Remember Ray Moore

For several reasons I’ve been thinking about Raymond Moore recently. Just before the New Year I was up in Derbyshire for a few days, and went through some of the places I visited with him in the 1970s while I was at one of several workshops with him, and this brought back a few memories of Ray and the other photographers I met there.

© 1976-7, Peter Marshall

It’s only too likely that many reading this will be scratching their heads and wondering who Raymond Moore was. If there was an award for great photographers who have disappeared most completely off the critical radar he would certainly be in the running for it. Yet Ray was certainly one of the great British photographers of the twentieth century, up there with guys like Bill Brandt, and his work stands comparison with rather better remembered American photographers such as Aaron Siskind and Harry Callahan.

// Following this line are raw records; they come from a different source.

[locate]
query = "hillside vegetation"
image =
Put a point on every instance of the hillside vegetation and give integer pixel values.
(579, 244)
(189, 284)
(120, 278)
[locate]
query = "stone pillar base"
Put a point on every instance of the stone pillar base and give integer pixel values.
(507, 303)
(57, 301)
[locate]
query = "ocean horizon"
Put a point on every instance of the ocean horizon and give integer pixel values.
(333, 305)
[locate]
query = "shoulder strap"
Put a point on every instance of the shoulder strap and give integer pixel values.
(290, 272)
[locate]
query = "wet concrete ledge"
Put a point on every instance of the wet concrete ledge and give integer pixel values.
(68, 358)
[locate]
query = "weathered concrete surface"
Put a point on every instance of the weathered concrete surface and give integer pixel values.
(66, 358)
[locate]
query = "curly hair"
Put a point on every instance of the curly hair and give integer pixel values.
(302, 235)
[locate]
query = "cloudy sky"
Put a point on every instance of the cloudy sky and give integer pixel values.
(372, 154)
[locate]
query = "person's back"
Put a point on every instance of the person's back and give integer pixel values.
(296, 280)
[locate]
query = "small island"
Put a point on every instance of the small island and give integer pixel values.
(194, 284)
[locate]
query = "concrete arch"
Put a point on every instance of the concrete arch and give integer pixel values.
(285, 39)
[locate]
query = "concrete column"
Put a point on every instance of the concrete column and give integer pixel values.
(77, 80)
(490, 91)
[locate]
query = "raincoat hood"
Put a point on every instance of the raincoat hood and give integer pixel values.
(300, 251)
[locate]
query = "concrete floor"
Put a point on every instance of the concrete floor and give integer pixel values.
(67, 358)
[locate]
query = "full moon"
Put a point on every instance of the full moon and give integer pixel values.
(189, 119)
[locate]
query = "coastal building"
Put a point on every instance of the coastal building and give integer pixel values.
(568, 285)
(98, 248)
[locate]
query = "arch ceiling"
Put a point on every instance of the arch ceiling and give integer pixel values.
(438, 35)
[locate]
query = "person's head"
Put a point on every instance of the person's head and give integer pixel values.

Moore (1920-87) was the first living photographer to have a truly British show at the Art Council’s flagship Hayward Gallery in London; Brandt had beaten him to it by eleven years, but Brandt’s show was from John Szarkowski at MoMA rather than a home-grown enterprise. Earlier, Ray’s work had been shown by the Welsh Arts Council, the first living photographer to be given a show by by any of the UK Arts Councils.

But there are reasons why Ray’s work has drifted out of our sight. He was a painstaking printer, one of the best (like me largely self-taught from the Ansel AdamsBasic Photo‘ books) but made relatively few prints, and sold few during his lifetime, so virtually none appear in the art market, probably now the major driver of photographic visibility.

The largest collection of his work has for years been the subject of legal dispute and thus unavailable for museum shows. And the genre in which he worked was outside the traditional British obsession with social documentation (nothing wrong with that, but it isn’t all of photography) and in an area largely abandoned by academia in the UK in the 1970s in its Gadarene rush to  theory.

British institutions have never had any real faith in photography and the kind of enthusiasm and support systems that exist in some other countries have never really developed here. Ray did have a few shows, but they were relatively few and far between, and few buyers, institutional or collectors, were buying work by contemporary British photographers in the 1970s and 80s.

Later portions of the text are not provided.